Le mystère "Ils"
Michaël Cohen : Ils, c'est l'histoire d'un couple expatrié en Roumanie. Elle est professeur de français, lui est écrivain. On leur a prêté une maison isolée, une belle maison, très grande, une maison qu'ils n'auraient jamais pu se payer à Paris. Ils sont heureux, ils s'aiment, c'est un couple comme il y en a beaucoup... Et puis un soir, ils entendent un bruit, pis deux, puis trois, et ça ne va plus s'arrêter. Ils sont envahis par des "Ils "... Voilà ce qu'on peut en dire. C'est un film qui réveille nos peurs primales, nos peurs d'enfant : on est chez soi et tout à coup, des gens débarquent et nous veulent du mal. Et ils ne partent pas : quoi qu'on fasse, ils ne partent pas. Comme souvent sur des films de genre, il y a plein de choses qu'on ne eut pas raconter. La base est assez classique, mais le traitement est original. Même si les deux réalisateurs ont vu beaucoup de films de ce genre là, je trouve qu'ils ont bien digéré leurs références et qu'ils ont réussi à en faire quelque chose de très personnel et d'original.
Le genre en France
Je n'ai pas tout vu bien sûr, mais jusque-là je trouve que ça n'a marché qu'une fois : Haute tension d'Alexandre Aja.

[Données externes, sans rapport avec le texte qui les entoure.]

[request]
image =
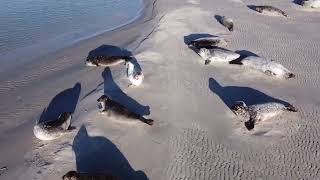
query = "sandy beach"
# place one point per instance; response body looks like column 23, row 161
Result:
column 195, row 134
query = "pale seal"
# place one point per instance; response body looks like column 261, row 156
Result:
column 53, row 129
column 267, row 66
column 227, row 22
column 310, row 3
column 259, row 112
column 217, row 55
column 107, row 61
column 208, row 42
column 270, row 11
column 134, row 75
column 74, row 175
column 116, row 110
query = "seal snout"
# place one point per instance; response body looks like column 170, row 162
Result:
column 290, row 75
column 249, row 125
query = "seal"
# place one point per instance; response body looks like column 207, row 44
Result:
column 74, row 175
column 135, row 76
column 217, row 55
column 259, row 112
column 227, row 22
column 310, row 3
column 208, row 42
column 270, row 11
column 106, row 61
column 267, row 66
column 51, row 130
column 114, row 109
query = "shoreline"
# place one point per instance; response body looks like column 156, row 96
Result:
column 195, row 134
column 20, row 132
column 55, row 45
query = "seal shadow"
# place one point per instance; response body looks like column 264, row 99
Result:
column 243, row 54
column 191, row 37
column 112, row 90
column 109, row 50
column 97, row 154
column 230, row 94
column 252, row 7
column 65, row 101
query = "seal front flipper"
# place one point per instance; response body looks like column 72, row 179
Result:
column 289, row 107
column 207, row 62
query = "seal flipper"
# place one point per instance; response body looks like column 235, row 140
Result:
column 291, row 108
column 236, row 61
column 249, row 124
column 147, row 121
column 65, row 118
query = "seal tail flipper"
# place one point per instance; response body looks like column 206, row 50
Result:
column 291, row 108
column 147, row 121
column 66, row 119
column 231, row 28
column 207, row 62
column 236, row 61
column 249, row 124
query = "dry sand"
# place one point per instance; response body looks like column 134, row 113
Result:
column 195, row 135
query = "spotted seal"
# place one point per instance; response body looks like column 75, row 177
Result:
column 74, row 175
column 259, row 112
column 107, row 61
column 217, row 55
column 53, row 129
column 208, row 42
column 134, row 75
column 270, row 11
column 310, row 3
column 267, row 66
column 114, row 109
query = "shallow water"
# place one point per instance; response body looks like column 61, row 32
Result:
column 37, row 23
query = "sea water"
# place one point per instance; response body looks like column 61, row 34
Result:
column 28, row 25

Donc quand tu reçois le scénario d'un film de genre français, tu as une appréhension, une suspicion... Mais sur Ils, ça a été différent. Je commence à lire le scénario et là, petit à petit, je rentre dedans. Je ne suis pas peureux, je suis chez moi, et pourtant je commence à flipper, je ferme ma porte à clé... Donc dès le départ, je me suis rendu compte qu'il y avait "quelque chose" dans cette histoire. Après, j'ai rencontré les deux réalisateurs qui me raconte ce qu'ils ont envie de faire, qui me parlent de leurs références et je vois deux mecs qui ont passé leur vie à voir tous ces films, à les bouffer, les recracher, les analyser, les critiquer, les aimer... Ils les connaissent par coeur. Donc je me dis qu'avec un scénario aussi précis et des mecs qui ont une telle culture du genre, il peut se passer quelque chose.
Les essais
Ils ne me disent pas tout de suite que je suis pris. Je pense qu'ils le savent assez vite mais ils me font faire des essais avec différentes comédiennes pour trouver leur actrice et trouver un couple. J'ai fait une trentaine d'essais avec une trentaine de comédiennes différentes. C'était aussi une manière pour moi de voir leur façon de travailler. Ils nous faisaient faire des choses très dures aux essais, ils ne voulaient pas qu'on triche et souhaitaient qu'on y aille fond. Même si c'était parfois un peu maladroit ou imprécis parce que c'est leur premier long métrage, j'ai vu qu'ils savaient où ils allaient et ce qu'ils voulaient. Ensuite, ils choisissent Olivia Bonamy, une actrice que j'adore, et je me dis que tout est réuni pour que le film ne soit pas trop "ridicule", et quand on le tourne, on sent qu'il se passe quelque chose. On sent qu'il y a une vérité, une réalité, une sincérité, quelque chose qui n'est ni truqué ni fabriqué. On va tous dans le même sens : le film est tiré de faits réels, et on a tous eu envie de faire un film réel. Pour que quand on le voit, on puisse vraiment se projeter et vivre cette histoire à travers ces personnages pour ne pas avoir à la vivre dans la vraie vie. C'est l'essence même du cinéma je crois...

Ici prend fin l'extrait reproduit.